AIMS: All-Inclusive Multi-Level Segmentation
This addresses the need for multi-level segmentation in image editing applications, though it appears incremental as it builds on existing segmentation work with a unified multi-task approach.
The paper tackles the problem of diverse region-of-interest selections in image editing by proposing a new task called All-Inclusive Multi-Level Segmentation (AIMS), which segments images into part, entity, and relation levels, and demonstrates its effectiveness through experiments showing generalization capacity compared to state-of-the-art methods.
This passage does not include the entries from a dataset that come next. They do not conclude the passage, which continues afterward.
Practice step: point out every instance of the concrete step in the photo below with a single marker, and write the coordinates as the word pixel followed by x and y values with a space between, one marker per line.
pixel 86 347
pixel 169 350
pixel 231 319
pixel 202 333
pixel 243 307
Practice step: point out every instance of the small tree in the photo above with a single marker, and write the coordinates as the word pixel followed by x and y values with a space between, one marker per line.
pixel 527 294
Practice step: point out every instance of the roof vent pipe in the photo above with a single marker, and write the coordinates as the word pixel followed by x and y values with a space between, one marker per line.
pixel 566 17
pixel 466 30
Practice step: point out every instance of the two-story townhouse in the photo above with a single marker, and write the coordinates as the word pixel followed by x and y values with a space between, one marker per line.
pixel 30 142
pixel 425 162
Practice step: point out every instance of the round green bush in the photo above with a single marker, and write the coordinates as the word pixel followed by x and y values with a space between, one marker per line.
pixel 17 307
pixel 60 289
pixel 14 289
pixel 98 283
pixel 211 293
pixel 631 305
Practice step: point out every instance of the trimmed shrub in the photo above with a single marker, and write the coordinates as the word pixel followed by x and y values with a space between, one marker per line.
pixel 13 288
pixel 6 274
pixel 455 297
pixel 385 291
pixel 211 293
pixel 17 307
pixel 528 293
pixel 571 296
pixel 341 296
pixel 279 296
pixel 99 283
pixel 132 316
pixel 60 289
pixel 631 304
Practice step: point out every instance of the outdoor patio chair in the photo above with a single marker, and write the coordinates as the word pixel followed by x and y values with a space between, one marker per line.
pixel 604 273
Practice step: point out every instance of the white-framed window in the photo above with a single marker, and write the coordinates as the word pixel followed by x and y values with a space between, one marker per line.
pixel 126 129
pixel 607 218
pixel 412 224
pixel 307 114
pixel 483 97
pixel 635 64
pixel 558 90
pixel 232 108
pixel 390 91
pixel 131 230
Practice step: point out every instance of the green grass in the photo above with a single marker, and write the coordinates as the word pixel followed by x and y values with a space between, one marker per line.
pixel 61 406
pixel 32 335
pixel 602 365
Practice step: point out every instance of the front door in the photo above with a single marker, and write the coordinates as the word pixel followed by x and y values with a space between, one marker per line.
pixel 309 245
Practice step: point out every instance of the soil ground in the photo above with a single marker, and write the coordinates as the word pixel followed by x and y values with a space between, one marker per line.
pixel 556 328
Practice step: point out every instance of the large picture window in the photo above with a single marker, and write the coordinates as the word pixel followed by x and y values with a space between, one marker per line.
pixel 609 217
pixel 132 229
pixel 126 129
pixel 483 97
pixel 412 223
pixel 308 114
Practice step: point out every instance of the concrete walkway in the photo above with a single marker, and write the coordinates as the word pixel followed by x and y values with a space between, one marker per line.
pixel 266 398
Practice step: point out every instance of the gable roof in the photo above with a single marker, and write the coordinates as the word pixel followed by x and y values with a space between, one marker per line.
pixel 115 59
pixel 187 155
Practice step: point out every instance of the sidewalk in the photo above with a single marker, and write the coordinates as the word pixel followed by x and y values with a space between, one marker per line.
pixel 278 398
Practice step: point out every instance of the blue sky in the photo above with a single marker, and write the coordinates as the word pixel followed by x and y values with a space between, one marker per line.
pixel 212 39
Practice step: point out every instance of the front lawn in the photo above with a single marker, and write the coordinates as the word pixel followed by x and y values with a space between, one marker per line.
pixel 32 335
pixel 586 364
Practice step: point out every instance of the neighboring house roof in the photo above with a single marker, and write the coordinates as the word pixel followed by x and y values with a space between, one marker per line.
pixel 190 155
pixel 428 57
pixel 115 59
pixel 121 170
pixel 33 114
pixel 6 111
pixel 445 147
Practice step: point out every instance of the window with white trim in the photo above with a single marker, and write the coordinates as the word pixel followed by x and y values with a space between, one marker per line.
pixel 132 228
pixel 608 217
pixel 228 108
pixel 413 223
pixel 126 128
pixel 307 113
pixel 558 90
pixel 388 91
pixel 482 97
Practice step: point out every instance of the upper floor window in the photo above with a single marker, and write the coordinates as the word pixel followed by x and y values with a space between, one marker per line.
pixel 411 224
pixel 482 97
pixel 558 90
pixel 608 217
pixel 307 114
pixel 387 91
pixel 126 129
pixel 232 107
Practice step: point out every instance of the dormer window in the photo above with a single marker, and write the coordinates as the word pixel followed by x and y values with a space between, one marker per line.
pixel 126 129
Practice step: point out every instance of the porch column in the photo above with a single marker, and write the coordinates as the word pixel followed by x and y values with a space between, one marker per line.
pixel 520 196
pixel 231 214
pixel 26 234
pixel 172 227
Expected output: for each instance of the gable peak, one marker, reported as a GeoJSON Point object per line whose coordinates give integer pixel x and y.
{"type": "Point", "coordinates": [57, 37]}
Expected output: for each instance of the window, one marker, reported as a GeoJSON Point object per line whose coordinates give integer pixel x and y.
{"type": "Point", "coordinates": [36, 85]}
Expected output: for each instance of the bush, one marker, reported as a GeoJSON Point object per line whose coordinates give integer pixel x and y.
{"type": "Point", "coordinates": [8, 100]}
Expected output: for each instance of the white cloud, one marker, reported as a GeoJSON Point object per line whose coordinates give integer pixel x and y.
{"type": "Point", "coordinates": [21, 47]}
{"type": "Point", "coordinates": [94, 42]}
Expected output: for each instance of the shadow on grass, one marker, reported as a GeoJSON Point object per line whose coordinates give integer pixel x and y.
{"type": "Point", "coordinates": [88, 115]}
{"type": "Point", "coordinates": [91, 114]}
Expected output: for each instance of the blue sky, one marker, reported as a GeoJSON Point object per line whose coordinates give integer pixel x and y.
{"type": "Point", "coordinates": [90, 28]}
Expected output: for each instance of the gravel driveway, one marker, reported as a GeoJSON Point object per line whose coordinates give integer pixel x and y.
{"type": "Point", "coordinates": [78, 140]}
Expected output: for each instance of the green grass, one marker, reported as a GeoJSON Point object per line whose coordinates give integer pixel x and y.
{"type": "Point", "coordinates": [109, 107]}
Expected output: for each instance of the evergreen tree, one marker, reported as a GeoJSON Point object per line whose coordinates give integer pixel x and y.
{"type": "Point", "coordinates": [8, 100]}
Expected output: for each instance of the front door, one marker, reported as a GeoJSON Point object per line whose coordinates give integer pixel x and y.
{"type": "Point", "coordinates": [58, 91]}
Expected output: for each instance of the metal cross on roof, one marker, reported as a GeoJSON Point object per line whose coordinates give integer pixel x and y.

Despite the progress of image segmentation for accurate visual entity segmentation, completing the diverse requirements of image editing applications for different-level region-of-interest selections remains unsolved. In this paper, we propose a new task, All-Inclusive Multi-Level Segmentation (AIMS), which segments visual regions into three levels: part, entity, and relation (two entities with some semantic relationships). We also build a unified AIMS model through multi-dataset multi-task training to address the two major challenges of annotation inconsistency and task correlation. Specifically, we propose task complementarity, association, and prompt mask encoder for three-level predictions. Extensive experiments demonstrate the effectiveness and generalization capacity of our method compared to other state-of-the-art methods on a single dataset or the concurrent work on segmenting anything. We will make our code and training model publicly available.